Le narrateur n'a peut être pas eu la chance du bachelier de Brassens dont le père venu chercher son voleur lui tend sa blague à tabac en lui disant "bonjour petit"

   papipoete   
8/7/2021
 a aimé ce texte 
Beaucoup ↑
bonjour Leopold
voici bien longtemps que je ne vous ai pas commenté ; vos textes m'étant trop complexes à suivre, pour ma boîte à méninges !
ce jour, je vois un taulard à la peau noire, non point ébène comme ceux du Congo " où il pleuvait des mains... ", mais un condamné goûtant à la prison où l'envie de recommencer devrait vite s'envoler, après ce régime " très particulier " !
heureusement pour lui, sa famille a " le bras long ", et bientôt les portes du pénitencier devant lui vont... s'ouvrir !
NB ce novembre 1977 fait froid dans le dos ( pas très longtemps pour le reclus ) et l'on découvre pour qui ne connait pas, entre autre Patrick Dills qui vécut ce cauchemar durant 15 ans, à tort ! le régime carcéral .
la 8e strophe est mon passage préféré dans ce dédale de grande misère !

   Corto   
8/7/2021
 a aimé ce texte 
Passionnément
Tout d'abord bravo pour le style: pas un mot de trop dans ce monde où l'on ne parle pas, où on ne se livre pas, sinon pour se vanter devant le petit jeune "qu’il avait tué au moins vingt guerriers ennemis". Ici on est des caïds, accomplis ou en devenir, on n'a rien d'autre à dire.

Et puis "surtout ne pas pleurer devant eux devant soi" on n'est pas des gonzesses encore moins des gamins.

Cette ambiance est fort bien rendue et le narrateur lui-même veut s'affirmer:
"Au-delà du bien et du mal passer ma route et choisir l’exil tout plutôt que la haine et l’opprobre". Oui mais ! "Mère et grand-mère en pleurs"... et finalement "erreur de jeunesse aucun danger pour la société". Fin de la redoutable tension.

La chute rimbaldienne est superbement amenée et donne une référence audacieuse à cette aventure:
"si tout le monde / a oublié / cette saison en enfer / ces illuminations / moi pas."

Du grand art. re-Bravo.

   Anonyme   
8/7/2021
 a aimé ce texte 
Passionnément
Bonjour,

Une forme toute personnelle et déroutante, comme cette nuit du premier vers, qui casse avec les habitudes de vie...

Le ton est donné. Pas drôle, la vie carcérale, même si celle-ci est de courte durée. Une coupure, que dis-je une fracture, un ancien monde fracassé par un neuf, avant le retour du premier, inespéré, venant clore l'expérience de la prison, que l'éducation a fait tant redouter.
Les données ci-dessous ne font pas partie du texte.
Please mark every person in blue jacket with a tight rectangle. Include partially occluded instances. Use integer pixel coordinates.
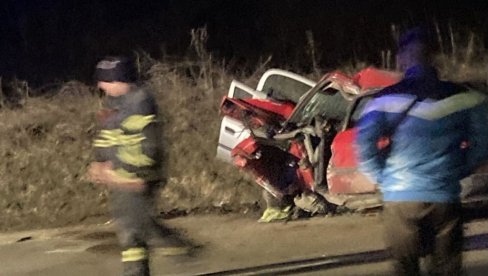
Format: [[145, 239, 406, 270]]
[[356, 28, 488, 275]]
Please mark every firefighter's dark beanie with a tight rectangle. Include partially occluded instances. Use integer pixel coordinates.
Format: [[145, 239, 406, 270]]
[[95, 56, 136, 83]]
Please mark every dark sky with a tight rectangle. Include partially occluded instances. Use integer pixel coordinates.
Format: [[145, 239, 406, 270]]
[[0, 0, 488, 84]]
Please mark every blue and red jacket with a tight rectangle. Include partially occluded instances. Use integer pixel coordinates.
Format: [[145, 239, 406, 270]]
[[356, 66, 488, 202]]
Mention spéciale pour cette strophe :

"Jamais tu ne seras
de ce bois d’ébène
ou d’acajou
de cette race
des seigneurs de guerre
et des vengeurs
au grand cœur
dont le code d’honneur
rime souvent avec l’horreur
et jamais avec le bonheur"

Non, pas de bois noble pour ceux ci, ni le plus simple... malgré leur volonté de faire justice. Contre toute l'injustice dont leur vie est émaillée ?

Un poème rempli d'évocations authentiques sur le ressenti du tout 'neuf' détenu.

   Lariviere   
9/7/2021
 a aimé ce texte 
Beaucoup ↑
Bonjour Léopold,

J'ai beaucoup aimé ce texte versifié, où les découpes collent vraiment à l'ambiance, au ton du propos, c'est froid, c'est impactant tant par les mots choisis que par ce rythme brut de décoffrage... c'est un style d'écriture minimaliste dans ses effets qui donnent beaucoup de poids au mots choisis et je trouve que tu manies cela avec une grande aisance désormais...

Je ne citerais pas de passage, je trouve le tout de force égale, du début à la fin rimbaldienne, et quelle force !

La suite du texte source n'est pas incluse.